The proposed Random Lab Model (RLM) analysis vs. the commonly-used Fixed Lab Model (FLM) standard analysis for a single laboratory experiment. The illustrated example represents a phenotyping experiment comparing two genotypes g' and g'' (e.g., a “knockout” mutant vs. its wildtype control) in a single laboratory l. The two models include the same effects (upper row), but in the RLM, the laboratory and therefore its interaction with the genotype are modeled as random (effects in red) rather than fixed (blue). bl is the contribution of laboratory specific to its measurement procedure, which is common to all animals from any genotype measured in lab l. cg'l and cg''l are the contributions of interactions of lab specifics with genotypes g' and g'' specific to measurement, which are common to all animals from same genotype measured in lab l. When phenotyping the two genotypes in the same laboratory, the laboratory effect cancels whether it is fixed or random. However, the random interaction effect are not the same, they do not cancel out, and because they are independent their variances sum up in the standard error (SE, bottom row) just as the individual animals effects do. Unlike the individual animal “noise”, it cannot be reduced by increasing the number of animals n, and it cannot be estimated in a single laboratory, and thus has to be imported from previous multi-lab experiments (GxL-adjustment). Larger SE increases the p-value and confidence interval, therefore requiring more power to show a difference, but also ensures results will be replicated in other laboratories.

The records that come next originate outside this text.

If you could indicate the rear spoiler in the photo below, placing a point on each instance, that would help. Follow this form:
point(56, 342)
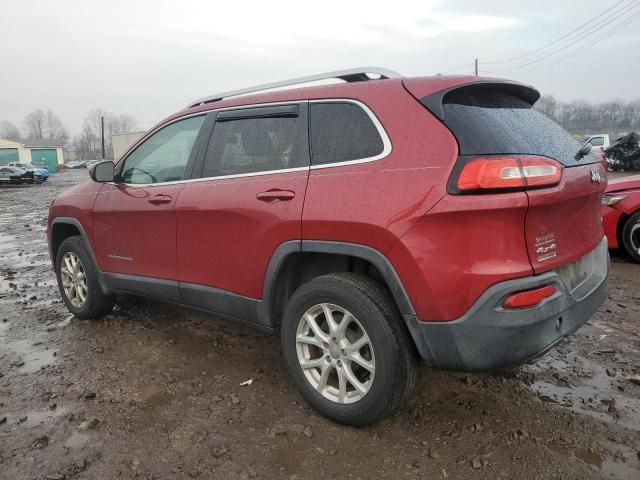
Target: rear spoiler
point(434, 101)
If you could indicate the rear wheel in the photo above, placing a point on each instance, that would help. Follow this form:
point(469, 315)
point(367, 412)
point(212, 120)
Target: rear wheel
point(631, 236)
point(78, 281)
point(347, 349)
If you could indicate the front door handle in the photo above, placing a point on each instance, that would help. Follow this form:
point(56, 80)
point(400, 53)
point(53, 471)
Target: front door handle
point(275, 194)
point(160, 199)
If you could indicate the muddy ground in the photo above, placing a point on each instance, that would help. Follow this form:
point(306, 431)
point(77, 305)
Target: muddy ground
point(154, 391)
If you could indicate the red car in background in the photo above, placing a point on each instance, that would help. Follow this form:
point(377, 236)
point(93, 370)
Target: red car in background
point(621, 214)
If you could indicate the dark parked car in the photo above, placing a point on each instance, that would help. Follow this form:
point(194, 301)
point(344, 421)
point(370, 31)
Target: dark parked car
point(363, 222)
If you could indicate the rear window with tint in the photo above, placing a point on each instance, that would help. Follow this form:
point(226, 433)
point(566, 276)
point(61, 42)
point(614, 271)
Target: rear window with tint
point(341, 132)
point(493, 122)
point(254, 145)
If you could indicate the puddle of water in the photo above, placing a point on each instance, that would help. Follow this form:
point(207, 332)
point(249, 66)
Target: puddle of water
point(588, 398)
point(64, 322)
point(36, 417)
point(34, 358)
point(589, 457)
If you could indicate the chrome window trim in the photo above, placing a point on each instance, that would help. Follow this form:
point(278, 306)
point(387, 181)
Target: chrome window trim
point(204, 179)
point(386, 143)
point(158, 128)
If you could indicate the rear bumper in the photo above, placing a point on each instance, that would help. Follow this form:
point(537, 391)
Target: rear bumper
point(490, 337)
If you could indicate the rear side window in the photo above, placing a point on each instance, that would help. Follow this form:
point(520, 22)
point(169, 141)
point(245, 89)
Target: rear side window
point(341, 132)
point(251, 145)
point(490, 121)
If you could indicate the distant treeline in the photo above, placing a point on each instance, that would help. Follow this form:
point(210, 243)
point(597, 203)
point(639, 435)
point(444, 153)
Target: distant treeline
point(582, 117)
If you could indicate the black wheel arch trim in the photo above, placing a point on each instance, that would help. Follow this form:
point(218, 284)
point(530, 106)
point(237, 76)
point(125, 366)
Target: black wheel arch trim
point(85, 238)
point(375, 257)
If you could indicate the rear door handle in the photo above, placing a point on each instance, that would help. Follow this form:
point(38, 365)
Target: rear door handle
point(160, 199)
point(275, 194)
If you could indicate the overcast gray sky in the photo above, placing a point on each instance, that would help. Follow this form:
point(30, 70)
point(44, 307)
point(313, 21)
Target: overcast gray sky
point(151, 57)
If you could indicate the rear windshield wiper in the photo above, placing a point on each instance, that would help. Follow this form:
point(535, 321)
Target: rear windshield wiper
point(584, 150)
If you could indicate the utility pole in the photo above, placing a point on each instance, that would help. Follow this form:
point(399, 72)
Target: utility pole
point(102, 129)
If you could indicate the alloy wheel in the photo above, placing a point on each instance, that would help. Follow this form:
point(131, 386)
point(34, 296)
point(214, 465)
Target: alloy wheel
point(74, 279)
point(335, 353)
point(635, 238)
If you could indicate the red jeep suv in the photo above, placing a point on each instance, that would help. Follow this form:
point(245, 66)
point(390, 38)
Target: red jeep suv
point(368, 222)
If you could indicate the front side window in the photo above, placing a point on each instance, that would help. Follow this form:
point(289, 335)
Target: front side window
point(341, 132)
point(164, 155)
point(251, 145)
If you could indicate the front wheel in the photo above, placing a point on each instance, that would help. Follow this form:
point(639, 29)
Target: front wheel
point(631, 236)
point(78, 281)
point(347, 348)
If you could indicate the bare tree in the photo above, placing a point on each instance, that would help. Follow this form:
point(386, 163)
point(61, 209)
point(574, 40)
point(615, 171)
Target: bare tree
point(35, 124)
point(54, 127)
point(88, 144)
point(548, 105)
point(582, 117)
point(9, 131)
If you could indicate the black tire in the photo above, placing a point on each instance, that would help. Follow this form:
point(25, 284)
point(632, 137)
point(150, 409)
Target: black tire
point(631, 235)
point(395, 357)
point(97, 304)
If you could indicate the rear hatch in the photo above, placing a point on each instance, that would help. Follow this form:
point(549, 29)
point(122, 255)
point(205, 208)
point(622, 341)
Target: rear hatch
point(497, 121)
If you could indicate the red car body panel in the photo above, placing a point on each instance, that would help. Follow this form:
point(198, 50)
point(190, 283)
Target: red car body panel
point(77, 203)
point(612, 216)
point(133, 235)
point(226, 236)
point(462, 247)
point(446, 249)
point(610, 220)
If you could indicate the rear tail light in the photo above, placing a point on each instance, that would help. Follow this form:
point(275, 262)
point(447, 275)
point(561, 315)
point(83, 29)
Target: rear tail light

Supplementary Figure 2 A proposed framework for practical community implementation of GxL-adjustment.
Researchers in a local laboratory Labl (left) perform a local phenotyping experiment comparing genotypes g' and g''. They search an online community database (right) and retrieve the current estimate of the interaction variability σ2G × L for the phenotype p of interest, estimated in other genotypes g1–g4 across other laboratories Lab1–Lab3. The researchers use this σ2G × L to GxL-adjust their local statistical analysis of p-value and confidence interval of the genotype effect, deriving a conclusion that is more likely to replicate in other laboratories. The researchers also submit their local data to the community database, thus enriching it and enabling an updated estimation of σ2G × L for future users.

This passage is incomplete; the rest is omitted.